As a HIF stabilizer with best-in-class potential, AKB-6548 raises hemoglobin levels predictably and sustainably, with a dosing regimen that allows for a gradual and controlled titration. AKB-6548 has been shown to improve iron mobilization, potentially eliminating the need for intravenous iron administration and reducing the overall need for iron supplementation.

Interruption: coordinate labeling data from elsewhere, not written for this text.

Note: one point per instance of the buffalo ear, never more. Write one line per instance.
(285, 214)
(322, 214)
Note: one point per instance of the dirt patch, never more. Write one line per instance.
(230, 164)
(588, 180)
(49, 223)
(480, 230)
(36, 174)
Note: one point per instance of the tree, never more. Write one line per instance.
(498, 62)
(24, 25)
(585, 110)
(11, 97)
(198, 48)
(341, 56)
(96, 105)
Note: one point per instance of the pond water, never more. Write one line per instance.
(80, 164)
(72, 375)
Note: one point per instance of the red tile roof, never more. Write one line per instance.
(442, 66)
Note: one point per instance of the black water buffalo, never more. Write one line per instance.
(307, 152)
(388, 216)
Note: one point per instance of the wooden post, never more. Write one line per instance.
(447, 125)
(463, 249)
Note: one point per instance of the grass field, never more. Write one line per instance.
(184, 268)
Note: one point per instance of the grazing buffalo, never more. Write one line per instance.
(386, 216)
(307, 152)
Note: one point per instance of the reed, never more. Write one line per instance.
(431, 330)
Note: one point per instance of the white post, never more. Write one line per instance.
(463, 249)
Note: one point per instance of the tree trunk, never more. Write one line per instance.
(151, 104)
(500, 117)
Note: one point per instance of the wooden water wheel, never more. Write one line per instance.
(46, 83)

About Anemia Related to CKD

Approximately 30 million people in the United States have CKD, with an estimated 1.8 million of these patients suffering from anemia. Anemia results from the body's inability to coordinate RBC production in response to lower oxygen levels due to the progressive loss of kidney function, which occurs in patients with CKD. Left untreated, anemia significantly accelerates patients' overall deterioration of health with increased morbidity and mortality. Renal anemia is currently treated with injectable recombinant erythropoiesis-stimulating agents, or rESAs, which are associated with inconsistent hemoglobin responses and well-documented safety risks.

About Akebia Therapeutics

Akebia Therapeutics, Inc. is a biopharmaceutical company headquartered in Cambridge, Massachusetts, focused on delivering innovative therapies to patients with kidney disease through HIF biology. Akebia's lead product candidate, AKB-6548, is a once-daily, oral therapy, which has completed a Phase 2b study for the treatment of anemia related to CKD in non-dialysis patients and is also being tested in a Phase 2 study for the treatment of anemia in patients undergoing dialysis. For more information on Akebia, please visit www.akebia.com.

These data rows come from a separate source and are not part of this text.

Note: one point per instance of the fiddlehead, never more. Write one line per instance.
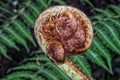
(61, 31)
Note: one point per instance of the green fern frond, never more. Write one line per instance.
(47, 74)
(55, 69)
(20, 75)
(28, 66)
(105, 40)
(100, 49)
(96, 58)
(8, 42)
(21, 28)
(82, 64)
(3, 52)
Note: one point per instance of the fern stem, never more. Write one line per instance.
(71, 70)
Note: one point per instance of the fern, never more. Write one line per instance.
(16, 30)
(82, 64)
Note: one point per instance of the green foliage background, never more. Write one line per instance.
(17, 30)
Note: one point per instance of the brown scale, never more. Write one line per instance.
(65, 34)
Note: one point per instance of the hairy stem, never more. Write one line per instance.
(71, 71)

Forward-Looking Statements

This press release includes forward-looking statements. Such forward-looking statements include those about Akebia's strategy, future plans and prospects, including statements regarding the potential indications and benefits of AKB-6548, the commencement of Phase 3 clinical studies of AKB-6548 in non-dialysis patients with renal-anemia, the development plan for AKB-6548, and the potential of AKB-6548 to be a "best-in-class" product. The words "anticipate," "appear," "believe," "estimate," "expect," "intend," "may," "plan," "predict," "project," "target," "potential," "will," "would," "could," "should," "continue," and similar expressions are intended to identify forward-looking statements, although not all forward-looking statements contain these identifying words. Each forward-looking statement is subject to risks and uncertainties that could cause actual results to differ materially from those expressed or implied in such statement, including the risk that existing preclinical and clinical data may not be predictive of the results of ongoing or later clinical trials; the ability of Akebia to successfully complete the clinical development of AKB-6548; the funding required to develop Akebia's product candidates and operate the company, and the actual expenses associated therewith; the timing and content of decisions made by the FDA and other regulatory authorities; the actual time it takes to prepare for and initiate Phase 3 clinical studies, the success of competitors in developing product candidates for diseases for which Akebia is currently developing its product candidates; and Akebia's ability to obtain, maintain and enforce patent and other intellectual property protection for AKB-6548. Other risks and uncertainties include those identified under the heading "Risk Factors" in Akebia's Annual Report on Form 10-K for the year ended December 31, 2014, and other filings that Akebia may make with the Securities and Exchange Commission in the future. Akebia does not undertake, and specifically disclaims, any obligation to update any forward-looking statements contained in this press release.